Select Works From the Center’s Permanent Collection
October 1 – January 15
Founders Gallery | 600 E. Washington Street
Gallery Hours: Tuesday – Friday | 10-4 + 2nd Saturdays
Featured Image: Walter Stein | Stein 1964
Modern art is represented in so many different ways. This variety is significant – it reflects a giant cultural shift. Modernism dates between 1880 and 1970, setting its beginning at the Industrial Revolution and developments in manufacturing, transportation, science, technology, and social-economic life. Before the 19th century, artists had less control over what they created. They were seen mainly as craftsmen, commissioned to create specific pieces for wealthy buyers and churches. During the 19th century, many artists began making work about their personal experiences and observations.
Artists living in the modernizing world began depicting daily life in new ways. They sought to capture all of life, including the emotional and psychological effects of navigating a world that was changing quickly. This led to experimentation. We see this through expressive brushstrokes, non-traditional colors, and new approaches to portraiture and self-portraits. The development of psychology led artists deeper into this exploration with dreams, symbolism, and subconscious images. New forms of transportation and the invention of paint tubes enabled artists to travel and paint outdoors. Landscape paintings began to break tradition as well, depicting settings as a respite from the city, using expressive techniques and unique color pallets.

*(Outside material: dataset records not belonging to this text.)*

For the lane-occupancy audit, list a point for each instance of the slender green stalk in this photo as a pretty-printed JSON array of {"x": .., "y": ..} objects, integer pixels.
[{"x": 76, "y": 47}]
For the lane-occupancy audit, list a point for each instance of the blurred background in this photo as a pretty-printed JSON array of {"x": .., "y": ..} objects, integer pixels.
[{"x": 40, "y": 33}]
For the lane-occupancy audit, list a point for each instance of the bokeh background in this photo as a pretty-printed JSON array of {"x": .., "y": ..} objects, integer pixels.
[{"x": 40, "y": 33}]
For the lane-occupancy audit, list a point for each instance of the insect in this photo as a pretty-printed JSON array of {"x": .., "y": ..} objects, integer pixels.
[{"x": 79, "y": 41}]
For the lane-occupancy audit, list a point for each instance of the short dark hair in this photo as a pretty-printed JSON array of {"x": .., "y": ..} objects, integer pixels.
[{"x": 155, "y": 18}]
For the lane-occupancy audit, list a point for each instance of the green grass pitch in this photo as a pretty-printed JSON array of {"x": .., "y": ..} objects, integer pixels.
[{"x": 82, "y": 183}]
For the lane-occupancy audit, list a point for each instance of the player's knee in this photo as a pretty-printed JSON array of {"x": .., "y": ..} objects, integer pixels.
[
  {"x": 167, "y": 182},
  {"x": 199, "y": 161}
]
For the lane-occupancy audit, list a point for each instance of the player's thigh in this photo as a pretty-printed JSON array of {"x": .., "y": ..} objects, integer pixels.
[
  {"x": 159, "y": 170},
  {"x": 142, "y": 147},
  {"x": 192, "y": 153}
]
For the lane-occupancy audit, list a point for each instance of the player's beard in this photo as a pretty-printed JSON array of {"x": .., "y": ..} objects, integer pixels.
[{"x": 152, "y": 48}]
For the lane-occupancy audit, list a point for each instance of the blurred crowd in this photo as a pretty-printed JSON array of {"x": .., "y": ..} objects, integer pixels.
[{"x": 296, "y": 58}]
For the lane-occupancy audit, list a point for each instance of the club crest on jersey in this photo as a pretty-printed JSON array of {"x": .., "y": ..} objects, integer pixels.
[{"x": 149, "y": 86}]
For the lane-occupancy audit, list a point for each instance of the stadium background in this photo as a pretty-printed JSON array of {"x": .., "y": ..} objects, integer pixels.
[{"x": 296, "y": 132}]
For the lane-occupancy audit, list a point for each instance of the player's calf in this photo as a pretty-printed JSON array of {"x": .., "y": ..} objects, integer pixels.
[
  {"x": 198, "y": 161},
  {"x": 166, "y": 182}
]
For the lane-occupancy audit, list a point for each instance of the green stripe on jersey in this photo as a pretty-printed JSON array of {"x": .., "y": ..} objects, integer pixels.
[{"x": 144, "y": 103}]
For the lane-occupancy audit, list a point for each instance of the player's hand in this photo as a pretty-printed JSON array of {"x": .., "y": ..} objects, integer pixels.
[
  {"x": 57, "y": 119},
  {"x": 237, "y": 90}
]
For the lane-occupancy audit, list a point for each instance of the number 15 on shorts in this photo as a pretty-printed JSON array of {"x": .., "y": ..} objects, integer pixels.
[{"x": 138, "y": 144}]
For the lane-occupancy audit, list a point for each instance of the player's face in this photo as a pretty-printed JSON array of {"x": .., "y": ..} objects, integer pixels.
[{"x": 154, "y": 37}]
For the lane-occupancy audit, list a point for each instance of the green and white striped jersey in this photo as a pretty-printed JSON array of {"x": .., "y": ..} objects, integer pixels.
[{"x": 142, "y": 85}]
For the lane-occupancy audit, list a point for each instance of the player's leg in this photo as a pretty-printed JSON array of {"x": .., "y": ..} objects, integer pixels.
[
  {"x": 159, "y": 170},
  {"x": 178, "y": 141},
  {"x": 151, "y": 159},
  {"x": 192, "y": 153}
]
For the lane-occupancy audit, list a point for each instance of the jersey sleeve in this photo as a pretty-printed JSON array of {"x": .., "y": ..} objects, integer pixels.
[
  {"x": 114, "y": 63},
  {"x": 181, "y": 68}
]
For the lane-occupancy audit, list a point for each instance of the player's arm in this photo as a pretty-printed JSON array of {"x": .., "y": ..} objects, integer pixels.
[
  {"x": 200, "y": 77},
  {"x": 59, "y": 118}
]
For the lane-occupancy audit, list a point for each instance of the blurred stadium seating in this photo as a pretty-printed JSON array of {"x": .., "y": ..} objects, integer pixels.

As cities developed, so did a new scene of entertainment, including cabarets where the public could eat, drink, and see live shows within an energetic social scene. Artists and writers gathered in cabarets and began creating custom posters, leading to the beginning of graphic design and advertising. Many artists turned to popular culture and their own experiences as subject matter. While many of these themes continue today, modern art preserves a moment in time filled with new beginnings.